Corre por estes tempos uma outra posição que não desliga o surto inflacionista da adaptação que as economias, entre as quais a americana, estão a realizar face à transição pandémica e à disrupção da guerra(2). Nessa base, não é fácil escolher que cabaz de bens deve ser considerado para avaliarmos se a subida de preços reflete excessos de procura ou se pelo contrário reflete resquícios de estranheza pandémica e disrupções da guerra. Para além da chamada inflação central (core inflation), que expurga os preços mais voláteis dos produtos alimentares e energéticos, alguns economistas expurgaram também bens como os carros usados ou hotéis, entendidos como mais sensíveis à tal estranheza pandémica. Por mais estranheza que isso nos provoque, não tem sido fácil nestes novos tempos de inflação encontrar os cabazes certos para definir os índices de preços mais convenientes para compreender as suas origens.
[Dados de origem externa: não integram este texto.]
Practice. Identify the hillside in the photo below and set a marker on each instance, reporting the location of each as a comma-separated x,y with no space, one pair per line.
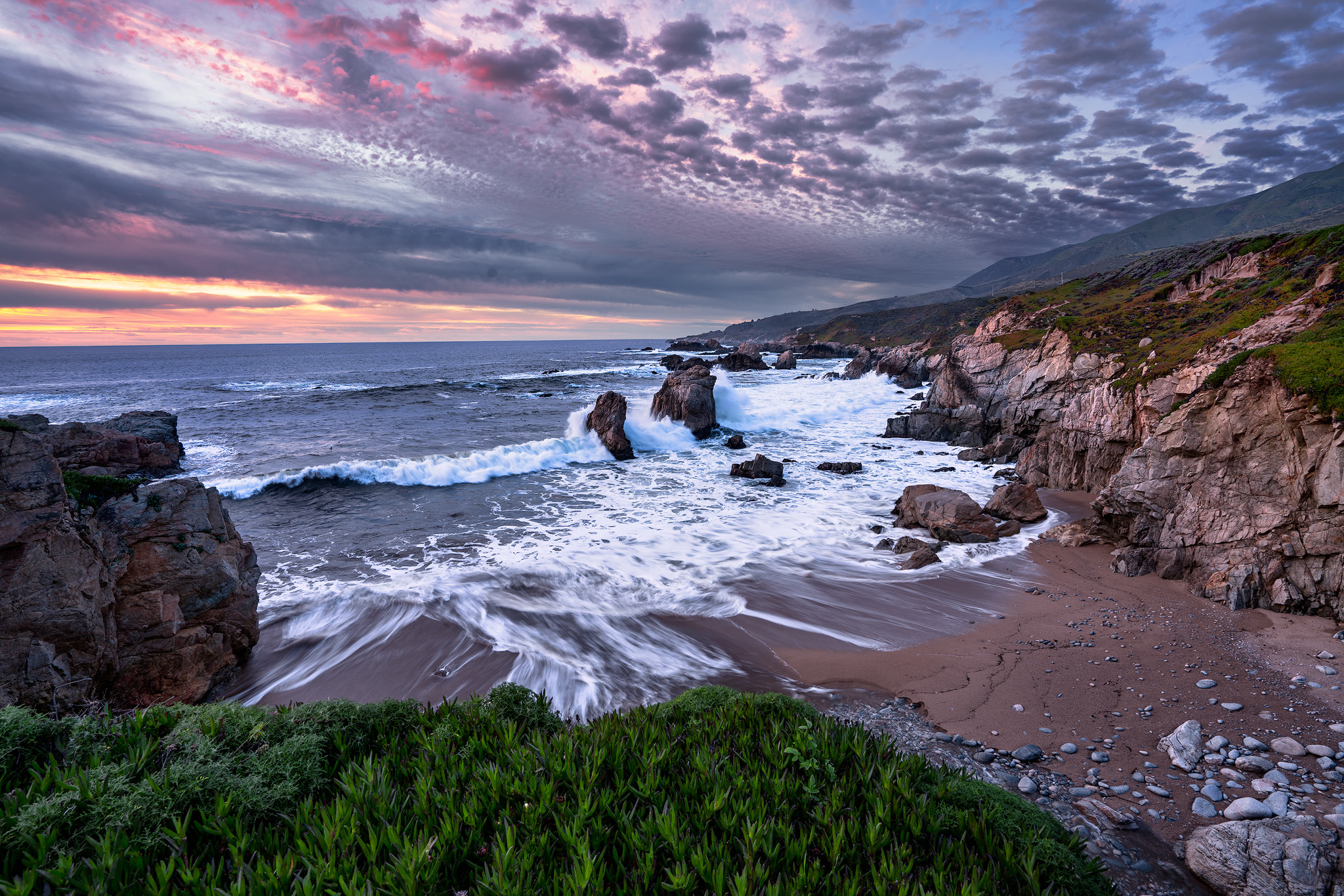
1308,202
Por exemplo, se concluíssemos que eram os produtos energéticos a explicar fundamentalmente a subida de preços, não seria seguramente a política restritiva de taxas de juro a mais conveniente para controlar o fenómeno. Medidas de contenção e poupança de energia seriam bem mais apropriadas.
O que merece atenção nos dados do INE ontem publicados é o facto da taxa de inflação ser ligeiramente mais elevada quando expurgamos a habitação do seu cálculo. Quer isto significar que as rendas estarão ainda desfasadas no tempo, refletindo um claro predomínio de rendas anteriores e de novos arrendamentos. Recorda-se que na generalidade dos países a habitação pesa bastante na “core inflation”.
Por curiosidade, consultei a variação mensal homóloga da remuneração bruta total por trabalhador no último ano para verificar se o entrincheiramento da inflação na relação salários-preços está já em marcha. Aqui está o gráfico:
Fonte: INE (ver link acima)
Moral da história: a política restritiva do BCE e dos bancos centrais em geral está a ser aplicada ainda sem uma compreensão rigorosa dos fatores que subjazem a esta subida brutal dos preços. Existe por isso o risco dessa política restritiva precipitar uma recessão desproporcionada. As boas práticas sugerem que o aliviamento do aperto monetário deve ser iniciado ainda antes da desaceleração da inflação fizer caminho, ponderado os lags temporais a que a política monetária está sujeita. Depois e não menos importante, já que a política do BCE se aplica indiscriminadamente a toda a União sem poder atender às especificidades de cada país, terão de ser as políticas fiscais e orçamentais destes últimos a corrigir na medida do possível os danos colaterais.
[1] O economista Ricardo Cabral publicou por estes dias um excelente artigo no Público sobre esta matéria, cuja leitura recomendo vivamente.
(2) Paul Krugman, depois de reconhecer o erro da interpretação da inflação como fenómeno transitório parece alinhar com este grupo na sua última crónica no NYT, que ele designa de fatores de "discombobulation"(em tradução livre, efeitos de confusão).